Hardware, sizing, and capacity

For an initial deployment of a distributed Perforce service, where the commit server acts in a hybrid mode, the commit server uses your current master server hardware. Over time, you might see the performance load on the commit server drop as you add more edge servers. You can reevaluate commit server hardware sizing after the first year of operation.

An edge server handles a significant amount of work for users connected to that edge server. A sensible strategy is to repurpose an existing forwarding replica and monitor the performance load on that hardware. Repurposing a forwarding replica involves the following:

  • Reconfiguring the forwarding replica as an edge server.
  • Creating new workspaces on the edge server or transferring existing workspaces to the edge server. Existing workspaces can be transferred using p4 unload and p4 reload commands. For details, see Migration scenarios.

As you deploy more edge servers, you have the option to deploy fewer edge servers on more powerful hardware, or a to deploy more edge servers, each using less powerful hardware, to service a smaller number of users.

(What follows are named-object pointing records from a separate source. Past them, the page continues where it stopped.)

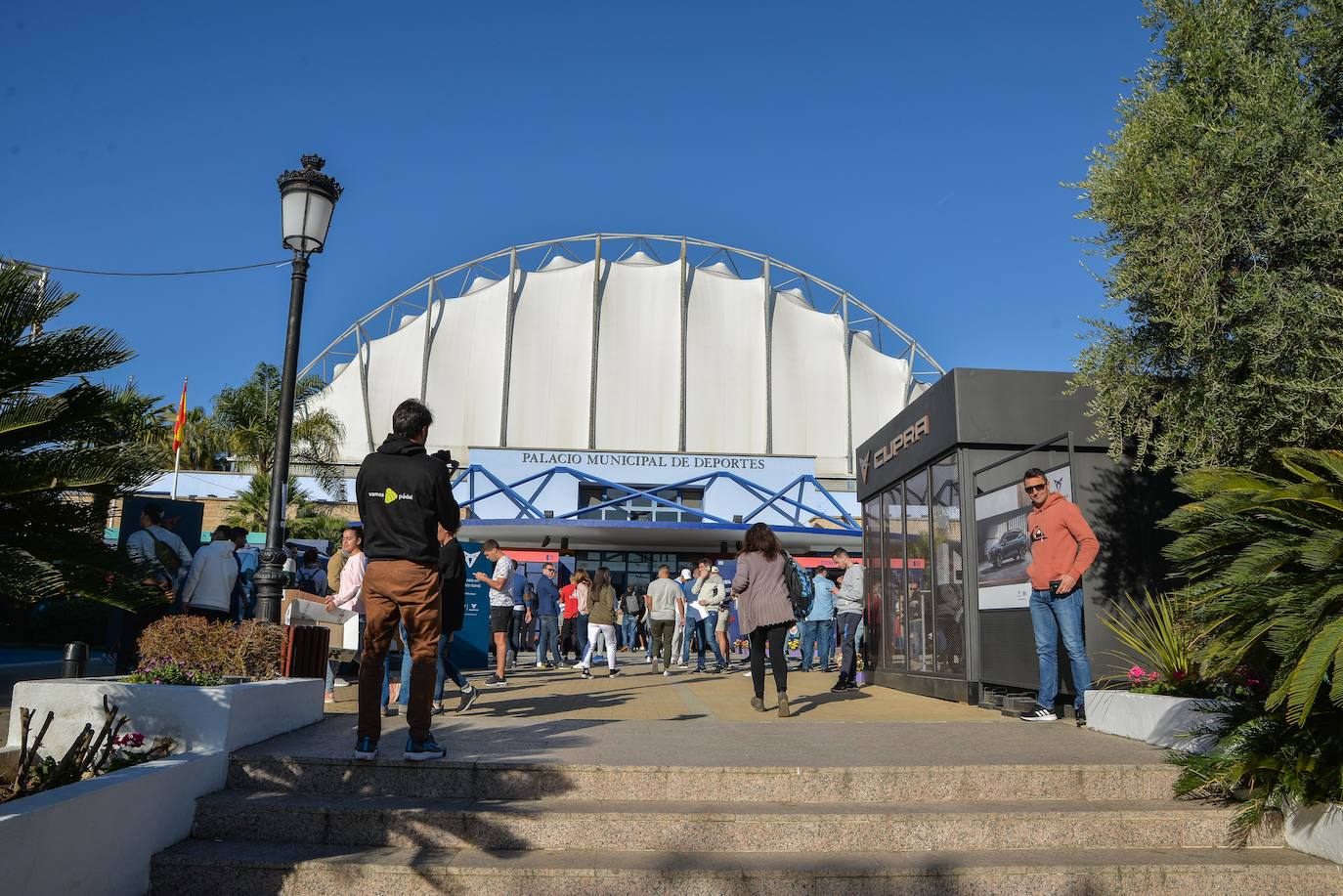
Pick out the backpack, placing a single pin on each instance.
(801, 591)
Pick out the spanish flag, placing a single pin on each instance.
(179, 429)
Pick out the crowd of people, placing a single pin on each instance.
(405, 574)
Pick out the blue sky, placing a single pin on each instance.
(908, 153)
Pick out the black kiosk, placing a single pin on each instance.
(944, 543)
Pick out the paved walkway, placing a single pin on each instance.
(686, 719)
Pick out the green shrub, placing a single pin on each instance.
(1156, 633)
(1264, 558)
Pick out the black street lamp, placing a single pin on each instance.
(306, 197)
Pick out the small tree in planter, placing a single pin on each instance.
(1264, 556)
(1156, 633)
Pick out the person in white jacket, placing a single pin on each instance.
(214, 571)
(143, 545)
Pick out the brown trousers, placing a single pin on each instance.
(406, 591)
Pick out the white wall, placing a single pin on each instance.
(725, 389)
(551, 375)
(879, 387)
(466, 368)
(638, 368)
(810, 389)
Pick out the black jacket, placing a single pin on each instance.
(452, 567)
(403, 494)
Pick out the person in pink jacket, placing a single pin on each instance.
(349, 595)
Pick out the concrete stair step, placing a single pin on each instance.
(208, 868)
(559, 824)
(853, 785)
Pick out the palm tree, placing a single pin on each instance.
(251, 506)
(64, 441)
(248, 415)
(1264, 556)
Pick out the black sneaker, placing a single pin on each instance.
(422, 749)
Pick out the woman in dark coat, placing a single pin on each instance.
(764, 610)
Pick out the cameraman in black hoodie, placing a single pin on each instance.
(403, 495)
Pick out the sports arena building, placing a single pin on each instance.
(632, 400)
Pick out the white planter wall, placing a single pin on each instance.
(98, 835)
(199, 719)
(1155, 719)
(1317, 831)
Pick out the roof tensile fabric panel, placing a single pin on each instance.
(549, 382)
(638, 368)
(725, 389)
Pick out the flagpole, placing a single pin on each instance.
(179, 434)
(176, 466)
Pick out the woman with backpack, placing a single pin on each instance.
(764, 610)
(600, 620)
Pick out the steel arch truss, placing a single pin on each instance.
(787, 501)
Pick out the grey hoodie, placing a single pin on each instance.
(711, 591)
(849, 597)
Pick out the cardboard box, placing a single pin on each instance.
(302, 609)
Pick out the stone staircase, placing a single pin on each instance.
(291, 825)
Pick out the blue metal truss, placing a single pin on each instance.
(780, 501)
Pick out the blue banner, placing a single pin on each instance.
(471, 645)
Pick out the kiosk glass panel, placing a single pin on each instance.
(919, 583)
(893, 534)
(948, 569)
(872, 565)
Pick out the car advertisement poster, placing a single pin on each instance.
(1005, 544)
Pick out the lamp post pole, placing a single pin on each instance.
(270, 573)
(308, 199)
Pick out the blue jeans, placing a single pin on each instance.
(446, 669)
(548, 640)
(706, 633)
(1051, 617)
(849, 623)
(581, 631)
(630, 630)
(818, 637)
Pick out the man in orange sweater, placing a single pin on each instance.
(1061, 548)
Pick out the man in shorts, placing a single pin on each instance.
(501, 606)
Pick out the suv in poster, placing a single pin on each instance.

You can also take advantage of replication filtering to reduce the volume of metadata and archive content on an edge server.


An edge server maintains a unique copy of local workspace metadata, which is not shared with other edge servers or with the commit server.

Filtering edge server content can reduce the demands for storage and performance capacity.

As you transition to commit-edge architecture and the commit server is only handling requests from edge servers, you may find that an edge server requires more hardware resources than the commit server.